Regularly perform a checksum and/or code review on your plugins. It's common for hackers to inject shellcode into your plugins, both because you wouldn't expect it/look for it there and because it will be executed whenever that plugin runs. If you find any plugins you can't verify that you installed, remove it. Keep an eye on the date a plugin was last modified as well, document each modification you make to a plugin.

If you must store passwords, do so securely. Use a strong hashing algorithm with a per-user salt (no two salts should be the same). The users salt (if stored) should be in a separate database. Read this article (OSWASP) on how to store passwords in a secure fashion.

Speaking of databases, use the least privilege rule. Checking if a users credentials are correct doesn't require root privileges.

Be sure to perform validation on all user input. For searches, registration fields, etc. this will be easy, comments/reply not so much. Set a whitelist of valid input, restrict everything else. For example, on your registration page there is no reason to allow anything else but a-z, A-Z and 0-9 on the username field. Everything thing else should be explicitly restricted. From my experience, the easiest way to break into a website (Wordpress or not) is by exploiting incompetent validation. Make use of whitelists and character escaping.

Account for all attack vectors. If you're only doing a Wordpress installation, securing it is relatively easy. However, in the future you may install additional plugins and applications (Forums, e-commerce, analytics, etc.). You must then ensure they are kept up-to-date and that you have secure passwords.

Limit the number of login attempts a user can attempt before being locked out. Personally, I use the aptly named "Limit Login Attempts" but there are quite a few out there, such as Login Lockdown. Some people also use a CAPTCHA on their login page, it's a matter of preference. This will tremendously reduce the odds of a bruteforce attack (an already poor method of penetration) from being successful. Enable the optional logging as well.

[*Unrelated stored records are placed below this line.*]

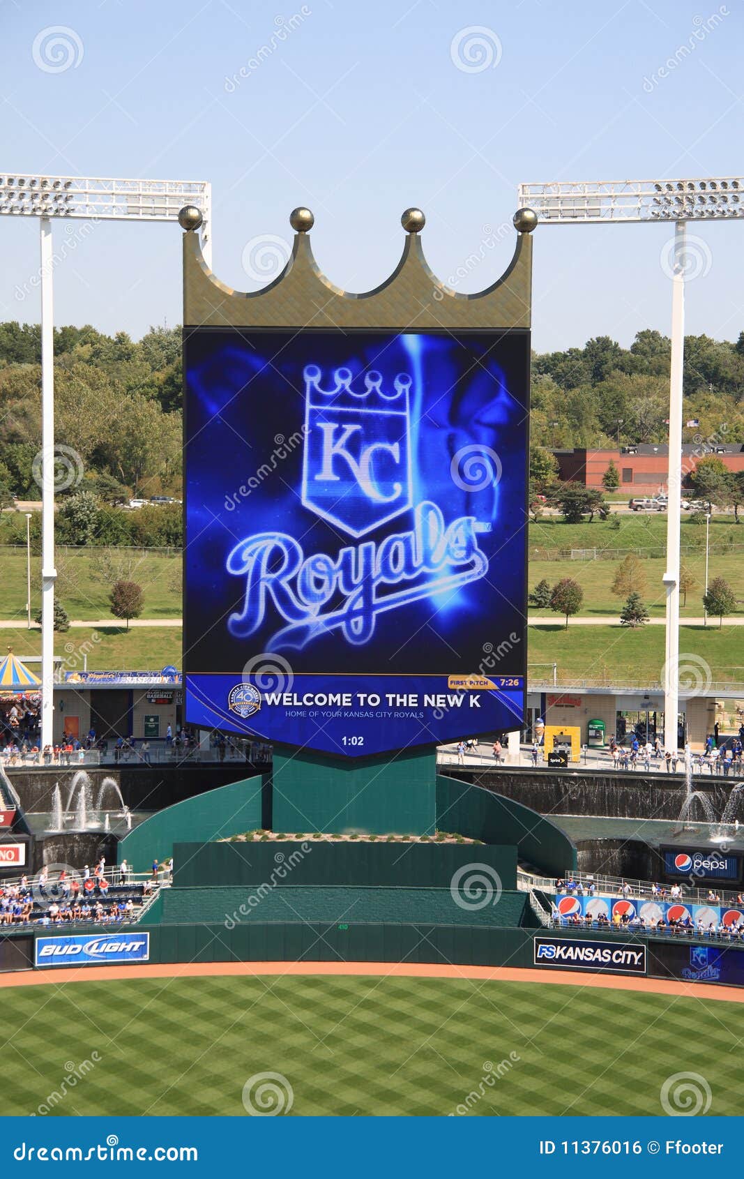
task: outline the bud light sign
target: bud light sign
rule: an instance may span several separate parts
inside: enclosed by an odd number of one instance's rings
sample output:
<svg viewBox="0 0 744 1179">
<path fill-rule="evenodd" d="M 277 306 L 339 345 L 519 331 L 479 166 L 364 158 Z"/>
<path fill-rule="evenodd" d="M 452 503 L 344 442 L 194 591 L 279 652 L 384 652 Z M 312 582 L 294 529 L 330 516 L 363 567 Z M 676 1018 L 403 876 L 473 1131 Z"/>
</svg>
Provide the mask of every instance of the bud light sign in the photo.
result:
<svg viewBox="0 0 744 1179">
<path fill-rule="evenodd" d="M 345 757 L 524 719 L 529 334 L 186 332 L 186 720 Z"/>
<path fill-rule="evenodd" d="M 150 934 L 112 930 L 107 934 L 71 934 L 37 937 L 34 966 L 110 966 L 112 962 L 147 962 Z"/>
<path fill-rule="evenodd" d="M 699 881 L 738 881 L 740 856 L 715 848 L 663 848 L 664 870 L 669 877 L 694 876 Z"/>
</svg>

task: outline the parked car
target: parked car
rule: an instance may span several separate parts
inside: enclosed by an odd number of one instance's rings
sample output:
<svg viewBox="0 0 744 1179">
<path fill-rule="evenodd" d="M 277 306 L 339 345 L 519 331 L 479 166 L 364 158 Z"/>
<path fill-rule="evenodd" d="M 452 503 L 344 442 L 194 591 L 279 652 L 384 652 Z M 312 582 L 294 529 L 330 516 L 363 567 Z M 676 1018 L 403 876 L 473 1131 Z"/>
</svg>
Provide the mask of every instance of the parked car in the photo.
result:
<svg viewBox="0 0 744 1179">
<path fill-rule="evenodd" d="M 631 500 L 628 503 L 631 512 L 666 512 L 667 501 L 661 499 Z"/>
</svg>

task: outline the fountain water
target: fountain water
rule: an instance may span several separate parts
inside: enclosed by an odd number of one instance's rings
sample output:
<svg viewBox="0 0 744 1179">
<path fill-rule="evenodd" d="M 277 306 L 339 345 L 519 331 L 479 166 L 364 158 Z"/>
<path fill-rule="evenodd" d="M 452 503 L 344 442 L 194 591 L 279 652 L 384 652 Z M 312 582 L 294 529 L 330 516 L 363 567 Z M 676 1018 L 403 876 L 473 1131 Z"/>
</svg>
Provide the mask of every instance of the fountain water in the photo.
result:
<svg viewBox="0 0 744 1179">
<path fill-rule="evenodd" d="M 716 822 L 716 811 L 713 810 L 713 804 L 703 790 L 692 789 L 692 757 L 690 750 L 685 750 L 685 786 L 683 791 L 682 806 L 679 809 L 679 822 L 691 822 L 694 814 L 694 804 L 698 804 L 703 811 L 704 823 Z"/>
<path fill-rule="evenodd" d="M 65 825 L 62 817 L 62 793 L 59 789 L 59 782 L 54 783 L 54 790 L 52 792 L 52 830 L 61 831 Z"/>
<path fill-rule="evenodd" d="M 7 791 L 7 796 L 13 803 L 13 805 L 20 810 L 21 801 L 18 796 L 18 790 L 8 778 L 7 773 L 5 772 L 5 766 L 2 764 L 0 764 L 0 782 L 2 783 L 5 790 Z"/>
</svg>

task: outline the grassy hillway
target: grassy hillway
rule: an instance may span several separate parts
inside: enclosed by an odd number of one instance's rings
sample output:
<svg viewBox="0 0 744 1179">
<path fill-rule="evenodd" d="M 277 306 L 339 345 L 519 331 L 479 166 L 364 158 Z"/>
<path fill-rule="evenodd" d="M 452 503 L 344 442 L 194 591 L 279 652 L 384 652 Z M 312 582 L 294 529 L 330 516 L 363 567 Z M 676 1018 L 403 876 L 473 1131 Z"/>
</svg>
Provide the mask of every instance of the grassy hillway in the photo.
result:
<svg viewBox="0 0 744 1179">
<path fill-rule="evenodd" d="M 113 620 L 112 620 L 113 623 Z M 140 627 L 126 633 L 124 626 L 90 631 L 75 628 L 54 635 L 54 651 L 67 660 L 68 671 L 83 670 L 83 654 L 87 654 L 91 671 L 119 668 L 182 666 L 180 627 Z M 21 659 L 39 654 L 39 632 L 0 631 L 0 643 L 12 646 Z M 624 626 L 569 626 L 553 615 L 552 620 L 529 626 L 527 659 L 531 679 L 552 677 L 552 665 L 558 664 L 558 681 L 575 679 L 624 680 L 628 686 L 658 684 L 664 666 L 664 627 L 648 626 L 637 631 Z M 692 658 L 693 671 L 718 683 L 744 680 L 744 634 L 740 627 L 722 630 L 717 624 L 682 626 L 679 650 Z M 680 659 L 685 664 L 685 659 Z M 542 666 L 540 666 L 542 665 Z"/>
<path fill-rule="evenodd" d="M 248 1084 L 266 1074 L 290 1117 L 660 1115 L 683 1072 L 699 1074 L 702 1113 L 736 1115 L 744 1085 L 739 1005 L 692 995 L 342 975 L 55 986 L 52 975 L 5 990 L 2 1006 L 20 1029 L 5 1061 L 7 1115 L 246 1117 L 271 1108 L 252 1105 Z M 65 1092 L 70 1061 L 91 1067 Z"/>
</svg>

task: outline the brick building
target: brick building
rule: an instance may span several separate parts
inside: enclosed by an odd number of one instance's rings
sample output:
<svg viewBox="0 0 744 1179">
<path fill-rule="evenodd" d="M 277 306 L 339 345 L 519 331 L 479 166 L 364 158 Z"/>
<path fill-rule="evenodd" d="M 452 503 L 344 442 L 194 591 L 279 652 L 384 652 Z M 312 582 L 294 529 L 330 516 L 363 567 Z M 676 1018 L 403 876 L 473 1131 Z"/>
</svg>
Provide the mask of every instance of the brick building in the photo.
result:
<svg viewBox="0 0 744 1179">
<path fill-rule="evenodd" d="M 614 462 L 620 475 L 620 492 L 630 495 L 654 495 L 666 490 L 666 470 L 669 447 L 651 442 L 639 442 L 620 450 L 587 450 L 575 447 L 573 450 L 554 450 L 558 460 L 560 479 L 585 483 L 586 487 L 601 487 L 603 475 L 611 462 Z M 684 481 L 691 475 L 700 459 L 715 455 L 729 470 L 744 470 L 744 444 L 740 442 L 722 443 L 704 448 L 700 444 L 686 443 L 682 448 L 682 469 Z"/>
</svg>

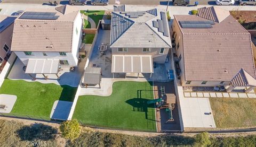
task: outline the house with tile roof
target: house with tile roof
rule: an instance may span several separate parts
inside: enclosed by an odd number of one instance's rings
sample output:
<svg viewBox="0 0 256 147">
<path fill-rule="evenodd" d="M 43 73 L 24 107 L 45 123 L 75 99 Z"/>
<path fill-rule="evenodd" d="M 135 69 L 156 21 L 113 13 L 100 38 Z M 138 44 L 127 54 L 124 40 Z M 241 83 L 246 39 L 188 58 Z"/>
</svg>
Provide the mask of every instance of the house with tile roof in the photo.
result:
<svg viewBox="0 0 256 147">
<path fill-rule="evenodd" d="M 0 15 L 0 65 L 11 53 L 12 32 L 16 16 Z M 5 62 L 6 61 L 5 60 Z M 0 73 L 2 67 L 0 67 Z"/>
<path fill-rule="evenodd" d="M 174 15 L 172 26 L 182 85 L 230 85 L 228 91 L 256 87 L 250 34 L 227 11 L 212 6 L 198 12 Z"/>
<path fill-rule="evenodd" d="M 130 11 L 114 6 L 110 47 L 113 73 L 153 73 L 153 63 L 164 63 L 172 47 L 165 12 Z"/>
<path fill-rule="evenodd" d="M 11 50 L 32 72 L 53 63 L 76 66 L 82 21 L 79 11 L 69 5 L 28 9 L 14 22 Z M 45 70 L 50 72 L 52 69 Z"/>
</svg>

If you need additional information, don't hesitate to contact me. I had a lot more to add, but decided to remove it to spare your energy ;)

Answer 9

For self auditing you may find plecost of interest.

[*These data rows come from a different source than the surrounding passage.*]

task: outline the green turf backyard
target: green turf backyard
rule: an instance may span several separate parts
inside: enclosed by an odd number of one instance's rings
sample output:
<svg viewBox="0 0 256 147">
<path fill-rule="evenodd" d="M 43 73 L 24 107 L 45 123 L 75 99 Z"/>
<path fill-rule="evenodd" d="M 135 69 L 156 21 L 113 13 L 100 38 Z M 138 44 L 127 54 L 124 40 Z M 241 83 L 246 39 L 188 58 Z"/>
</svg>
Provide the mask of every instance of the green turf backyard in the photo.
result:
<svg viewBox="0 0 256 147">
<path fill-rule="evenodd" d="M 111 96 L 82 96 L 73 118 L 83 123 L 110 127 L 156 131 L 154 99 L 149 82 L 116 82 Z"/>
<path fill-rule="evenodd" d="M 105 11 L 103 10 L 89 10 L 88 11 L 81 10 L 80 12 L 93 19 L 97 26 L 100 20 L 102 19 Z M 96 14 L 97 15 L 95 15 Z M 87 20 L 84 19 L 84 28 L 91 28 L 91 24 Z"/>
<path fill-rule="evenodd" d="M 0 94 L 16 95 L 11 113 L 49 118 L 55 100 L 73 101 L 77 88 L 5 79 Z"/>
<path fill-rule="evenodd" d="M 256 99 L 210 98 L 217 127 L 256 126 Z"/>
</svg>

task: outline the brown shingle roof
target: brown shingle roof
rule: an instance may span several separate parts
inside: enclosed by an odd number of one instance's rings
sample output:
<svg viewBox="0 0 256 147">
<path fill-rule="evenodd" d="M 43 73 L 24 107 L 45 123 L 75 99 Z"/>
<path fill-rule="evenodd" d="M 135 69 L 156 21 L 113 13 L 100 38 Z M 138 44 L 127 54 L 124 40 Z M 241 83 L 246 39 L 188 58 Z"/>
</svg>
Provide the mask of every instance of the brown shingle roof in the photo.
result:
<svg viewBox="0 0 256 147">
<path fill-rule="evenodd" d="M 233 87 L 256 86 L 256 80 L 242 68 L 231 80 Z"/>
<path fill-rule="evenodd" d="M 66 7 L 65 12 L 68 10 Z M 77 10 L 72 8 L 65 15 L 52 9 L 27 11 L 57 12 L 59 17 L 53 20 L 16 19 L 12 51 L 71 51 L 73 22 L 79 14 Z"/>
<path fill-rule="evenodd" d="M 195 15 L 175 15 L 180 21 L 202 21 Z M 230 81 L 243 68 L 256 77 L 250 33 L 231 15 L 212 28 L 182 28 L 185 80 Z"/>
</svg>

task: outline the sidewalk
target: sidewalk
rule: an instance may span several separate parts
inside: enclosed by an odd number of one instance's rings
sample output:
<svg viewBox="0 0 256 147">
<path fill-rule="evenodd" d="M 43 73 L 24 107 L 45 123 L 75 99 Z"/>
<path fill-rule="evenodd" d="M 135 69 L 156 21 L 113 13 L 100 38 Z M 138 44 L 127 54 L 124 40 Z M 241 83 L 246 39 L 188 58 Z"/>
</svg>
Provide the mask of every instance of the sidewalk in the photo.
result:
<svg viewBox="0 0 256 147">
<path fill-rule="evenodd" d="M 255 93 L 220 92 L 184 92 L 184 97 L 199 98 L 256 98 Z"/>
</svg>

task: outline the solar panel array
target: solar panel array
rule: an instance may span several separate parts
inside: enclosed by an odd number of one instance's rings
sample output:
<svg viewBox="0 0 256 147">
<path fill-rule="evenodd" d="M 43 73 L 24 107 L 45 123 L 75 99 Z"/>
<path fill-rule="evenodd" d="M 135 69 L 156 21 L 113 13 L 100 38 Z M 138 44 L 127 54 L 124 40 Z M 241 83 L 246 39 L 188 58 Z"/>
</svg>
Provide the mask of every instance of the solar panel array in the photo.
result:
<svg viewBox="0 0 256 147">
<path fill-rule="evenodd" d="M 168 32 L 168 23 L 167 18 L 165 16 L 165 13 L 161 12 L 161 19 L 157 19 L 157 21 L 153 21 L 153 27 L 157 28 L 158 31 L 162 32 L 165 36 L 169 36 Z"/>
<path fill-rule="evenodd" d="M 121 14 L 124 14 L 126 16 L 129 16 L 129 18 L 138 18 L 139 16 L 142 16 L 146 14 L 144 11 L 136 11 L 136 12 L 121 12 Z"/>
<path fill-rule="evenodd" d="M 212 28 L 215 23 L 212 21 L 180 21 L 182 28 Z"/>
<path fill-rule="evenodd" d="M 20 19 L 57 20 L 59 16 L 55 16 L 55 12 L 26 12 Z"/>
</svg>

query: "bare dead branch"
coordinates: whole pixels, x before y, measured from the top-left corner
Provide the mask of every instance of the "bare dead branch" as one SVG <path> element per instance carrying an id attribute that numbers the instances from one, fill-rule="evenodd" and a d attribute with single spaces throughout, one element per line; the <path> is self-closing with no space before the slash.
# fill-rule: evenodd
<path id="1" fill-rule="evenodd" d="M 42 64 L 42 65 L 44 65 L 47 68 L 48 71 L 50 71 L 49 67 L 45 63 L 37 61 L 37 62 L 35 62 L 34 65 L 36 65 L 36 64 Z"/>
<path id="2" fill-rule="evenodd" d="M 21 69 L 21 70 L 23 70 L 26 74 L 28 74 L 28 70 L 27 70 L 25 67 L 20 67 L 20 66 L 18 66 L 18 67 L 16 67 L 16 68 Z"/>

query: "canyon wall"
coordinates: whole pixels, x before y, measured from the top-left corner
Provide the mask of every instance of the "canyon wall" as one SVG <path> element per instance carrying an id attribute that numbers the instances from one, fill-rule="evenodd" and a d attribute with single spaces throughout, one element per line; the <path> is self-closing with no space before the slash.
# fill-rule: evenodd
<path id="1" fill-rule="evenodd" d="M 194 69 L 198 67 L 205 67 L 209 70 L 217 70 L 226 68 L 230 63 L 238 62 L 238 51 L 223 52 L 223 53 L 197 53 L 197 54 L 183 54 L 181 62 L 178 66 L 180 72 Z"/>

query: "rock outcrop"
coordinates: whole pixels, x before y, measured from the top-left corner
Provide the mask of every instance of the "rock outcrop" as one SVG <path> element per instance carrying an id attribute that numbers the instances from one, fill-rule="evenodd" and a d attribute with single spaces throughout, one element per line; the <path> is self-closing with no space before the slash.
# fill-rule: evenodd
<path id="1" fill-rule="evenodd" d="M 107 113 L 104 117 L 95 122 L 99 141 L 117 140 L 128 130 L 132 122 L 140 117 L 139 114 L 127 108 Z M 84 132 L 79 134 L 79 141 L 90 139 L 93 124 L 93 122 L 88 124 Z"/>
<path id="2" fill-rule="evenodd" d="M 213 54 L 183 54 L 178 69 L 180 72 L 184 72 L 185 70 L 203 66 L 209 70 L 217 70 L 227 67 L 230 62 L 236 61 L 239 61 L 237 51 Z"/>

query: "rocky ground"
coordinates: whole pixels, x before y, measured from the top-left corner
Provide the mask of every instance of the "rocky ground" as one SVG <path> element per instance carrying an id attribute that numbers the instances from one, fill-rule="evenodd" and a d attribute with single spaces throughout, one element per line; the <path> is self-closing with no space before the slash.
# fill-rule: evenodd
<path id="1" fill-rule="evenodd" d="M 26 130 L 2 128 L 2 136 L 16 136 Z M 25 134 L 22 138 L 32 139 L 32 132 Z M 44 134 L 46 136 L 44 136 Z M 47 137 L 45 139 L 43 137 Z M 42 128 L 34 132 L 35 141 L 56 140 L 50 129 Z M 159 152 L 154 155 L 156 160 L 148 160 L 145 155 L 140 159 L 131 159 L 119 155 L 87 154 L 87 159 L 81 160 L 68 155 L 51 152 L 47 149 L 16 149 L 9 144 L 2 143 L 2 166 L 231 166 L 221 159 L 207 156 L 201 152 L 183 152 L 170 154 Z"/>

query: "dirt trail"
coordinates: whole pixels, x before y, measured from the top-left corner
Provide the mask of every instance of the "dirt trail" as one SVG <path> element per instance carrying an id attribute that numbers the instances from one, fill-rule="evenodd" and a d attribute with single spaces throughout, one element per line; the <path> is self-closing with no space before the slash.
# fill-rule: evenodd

Definitely check out http://codex.wordpress.org/Hardening_WordPress for a very comprehensive list of tactics and strategies. Other answers to your question have similarly useful links. Go through each one in turn until you feel like you have adequate coverage.

Also, be VERY aware of which plugins you install and how many. Whereas WordPress is under constant development and peer review, the same not be said of many of these plugins. Each one represents a security risk and must be maintained.